The Meaning of Bar/Bat Mitzvah

Jews are not “bar-mitzvahed” or “bat-mitzvahed.” it does not happen to them. it is a status achieved by demonstrating personal awareness of the responsibility to take on the fulfillment of the mitzvot of Judaism.

 

Children who become bar or bat mitzvah are “obligated to the mitzvot” (Mishnah Avot 5.21). According to Jewish tradition, this is the age of ethical awareness. Only then can one become a member of the Jewish religious community in one’s own right.

There are many aspects to Jewish life, and the candidate called to the Torah as a bat/bar mitzvah might never again take part in that ritual. But chanting Torah and Haftarah is not the essence of bat/bar mitzvah. The act of calling a bar/bat mitzvah candidate to the Torah is the traditional welcome of a new ethically aware member of the community, who can now be counted in the minyan, that is, someone who helps create Jewish critical mass.

There are four aspects of basic Jewish literacy essential for an authentic bat/bar mitzvah, as they are for participation in a Jewish community at any age:

• Torah: In the d’var Torah, a “word of Torah,” the candidate demonstrates familiarity with the Jewish way of studying Torah, offering the assembled community a personal insight into the Torah verses to be read.

• Prayer: In exile, the synagogue became the Jewish people’s public square, and familiarity with the symbols and significance of our prayer culture is a powerful indicator of belonging.

• Tzedakah: The classic Jewish way to celebrate a simkha is in giving tzedakah, often in the form of a mitzvah project.

• Hebrew: Anywhere in the world, a Jew can walk into a shul, say shalom and be recognized as “one of us.” Hebrew links us to our past and each to other. Not everyone can pick up a second language, but most of us can learn to decode, and access to such learning is every Jew’s birthright.

At Shir Tikvah, we recognize that bat/ bar mitzvah is essentially a shared ritual. The candidate declares readiness to be counted among the Jews, and the congregation responds in welcome. It is neither a graduation from religious education nor a performance; the moment of bat/bar mitzvah marks a transition to the adult Jewish communal life that the child has been surrounded by, and supported by, until this moment.

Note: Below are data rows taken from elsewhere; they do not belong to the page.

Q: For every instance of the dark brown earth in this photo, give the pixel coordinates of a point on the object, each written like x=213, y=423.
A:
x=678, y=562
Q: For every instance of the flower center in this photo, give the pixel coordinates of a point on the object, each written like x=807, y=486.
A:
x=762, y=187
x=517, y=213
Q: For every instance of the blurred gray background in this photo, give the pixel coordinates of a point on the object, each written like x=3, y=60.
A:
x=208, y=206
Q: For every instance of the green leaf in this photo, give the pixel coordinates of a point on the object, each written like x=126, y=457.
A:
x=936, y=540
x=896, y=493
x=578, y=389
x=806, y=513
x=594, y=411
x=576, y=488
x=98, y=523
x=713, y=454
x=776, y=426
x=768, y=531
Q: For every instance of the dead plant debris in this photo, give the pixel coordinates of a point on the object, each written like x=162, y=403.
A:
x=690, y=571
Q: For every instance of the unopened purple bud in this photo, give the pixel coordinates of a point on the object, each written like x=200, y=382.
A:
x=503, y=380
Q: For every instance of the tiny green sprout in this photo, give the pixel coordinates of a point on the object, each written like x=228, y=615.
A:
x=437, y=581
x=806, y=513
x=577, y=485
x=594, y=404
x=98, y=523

It’s a shared celebration. Congregants are energized to see a young person demonstrating a commitment to our shared tradition. Parents are proud that their child has begun to understand what it means to make a difference in a community. And the bar/bat mitzvah celebrates the first steps into ritual equality in the congregation – and begins to see a prom- ise of what it can mean to belong.